As to Stu’s question: “I often wonder why these scammers can’t find native speakers to help out. Are they so out of touch that they don’t even know any?” the answer is a definite Yes. Most of these scammers, whether Nigerians or Romanians or whoever, have no access to native English speakers. Working these scams is a low-status job, not for people with connections.
a preference for opening script thats that only the very stupid or uninformed are likely to fall for
Nice self-demonstration!
To return to the actual topic: “davenen” is the verb used in YIddish specifically for Jewish prayer. The verb used to describe praying by non-Jews is “mispalel zayn”–derived from Hebrew! And trying to find an etymology for “daven” is a fool’s errand–there are no even moderately convincing suggestions.
Go figure…does that mean that priority prayer postage isn’t available to the non-Jew?
Looks like it. I can’t find a conditioning factor in Brücke, Mücke, hüpfen, drücken, träumen, versäumen, Bäume, which all lack umlaut in my dialect… unless “followed by a labial or velar consonant” is enough, which is the case in taufen… but Sträucher does have umlaut.
(Drucken has made it into the standard as “print”.)
Excellent. 🙂 Alas, those two vowels merged a few hundred years too late, and the devil has a short /f/.
A few years ago Mordechai Schiller wrote a pair of columns about this: Davening: The Unsolved Mystery (He quotes Steinmetz: “The definitive story of the word’s origin has yet to be written”) and Mystery Solved (“It comes from d’avunon — from our Fathers”). I don’t find that solution plausible, but the pieces are enjoyably written so I’m adding them to this thread. I continue to agree with Steinmetz.
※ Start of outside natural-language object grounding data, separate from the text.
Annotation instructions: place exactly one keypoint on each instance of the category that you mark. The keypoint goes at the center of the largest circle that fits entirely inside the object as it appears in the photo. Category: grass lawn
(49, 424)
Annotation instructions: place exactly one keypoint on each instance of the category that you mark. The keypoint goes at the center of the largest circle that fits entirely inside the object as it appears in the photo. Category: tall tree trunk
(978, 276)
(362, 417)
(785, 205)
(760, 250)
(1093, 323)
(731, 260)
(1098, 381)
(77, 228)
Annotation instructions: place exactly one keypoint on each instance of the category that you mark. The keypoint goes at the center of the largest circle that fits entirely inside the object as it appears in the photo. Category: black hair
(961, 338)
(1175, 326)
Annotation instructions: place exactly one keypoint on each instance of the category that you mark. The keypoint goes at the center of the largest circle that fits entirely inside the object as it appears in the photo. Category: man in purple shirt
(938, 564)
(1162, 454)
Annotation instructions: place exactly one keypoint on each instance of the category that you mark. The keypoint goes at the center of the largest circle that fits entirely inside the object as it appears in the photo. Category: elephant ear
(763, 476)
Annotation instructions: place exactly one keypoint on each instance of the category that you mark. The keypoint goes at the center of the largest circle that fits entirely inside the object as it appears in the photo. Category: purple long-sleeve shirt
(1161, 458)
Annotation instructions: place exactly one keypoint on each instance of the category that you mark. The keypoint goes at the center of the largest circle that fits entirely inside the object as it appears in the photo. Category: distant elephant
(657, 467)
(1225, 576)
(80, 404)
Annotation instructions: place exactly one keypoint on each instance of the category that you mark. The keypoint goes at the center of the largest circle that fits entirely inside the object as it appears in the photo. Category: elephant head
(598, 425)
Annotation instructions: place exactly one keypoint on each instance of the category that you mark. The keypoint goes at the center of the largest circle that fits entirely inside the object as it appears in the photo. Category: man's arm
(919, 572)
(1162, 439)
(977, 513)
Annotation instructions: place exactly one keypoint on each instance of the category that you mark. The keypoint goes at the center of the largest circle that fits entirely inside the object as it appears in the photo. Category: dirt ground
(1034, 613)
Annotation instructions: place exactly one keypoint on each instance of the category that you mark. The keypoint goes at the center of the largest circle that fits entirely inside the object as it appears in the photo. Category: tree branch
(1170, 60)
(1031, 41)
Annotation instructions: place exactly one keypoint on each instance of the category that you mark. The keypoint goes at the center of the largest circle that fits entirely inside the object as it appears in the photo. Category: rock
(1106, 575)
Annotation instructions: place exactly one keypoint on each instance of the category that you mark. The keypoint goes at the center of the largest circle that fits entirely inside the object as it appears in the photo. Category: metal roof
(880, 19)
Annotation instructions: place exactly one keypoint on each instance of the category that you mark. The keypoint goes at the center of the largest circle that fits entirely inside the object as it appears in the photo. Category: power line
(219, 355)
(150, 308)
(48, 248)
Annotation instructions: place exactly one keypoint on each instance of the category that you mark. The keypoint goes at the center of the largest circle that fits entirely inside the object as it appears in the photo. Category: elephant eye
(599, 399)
Actually, the romance derivation makes the most sense. Two other Yiddish words dealing with liturgy are clearly from old French or whatever Laz Rashi spoke: bentschn (to bless, especially after meals, or the blessing of children but any specific blessing) from Benit exLat originally, leyenen (Reading specifically and chanting from the Torah scroll) Leër Modern Lire (Spanish still leer). It would make sense since this word has a similar niche within the language of purely liturgical years It would make sense since this word has a similar niche within the language of purely liturgical uss. So if devoner is related to later French devot, A verbal form of expressing liturgical devotion or just praying formally makes sense and has two other romance origin parallels.
Yiddish develops on a Frankish base. Rashi lives in Worms in the 11th century but his glosses onnGebrew to the vernacular are in old French which was the language of his readership in the Rhineland in northern France.
Articles on remnants of romance language words from Old Yiddish are readily available online. This is not including later loanwords from Romance languages.
I just love the poetic sound of the term, “anachnu davenu”; and I believe YaHUaH loves it too.
It is enough; Sträucher is much younger, like almost every plural in -̈er.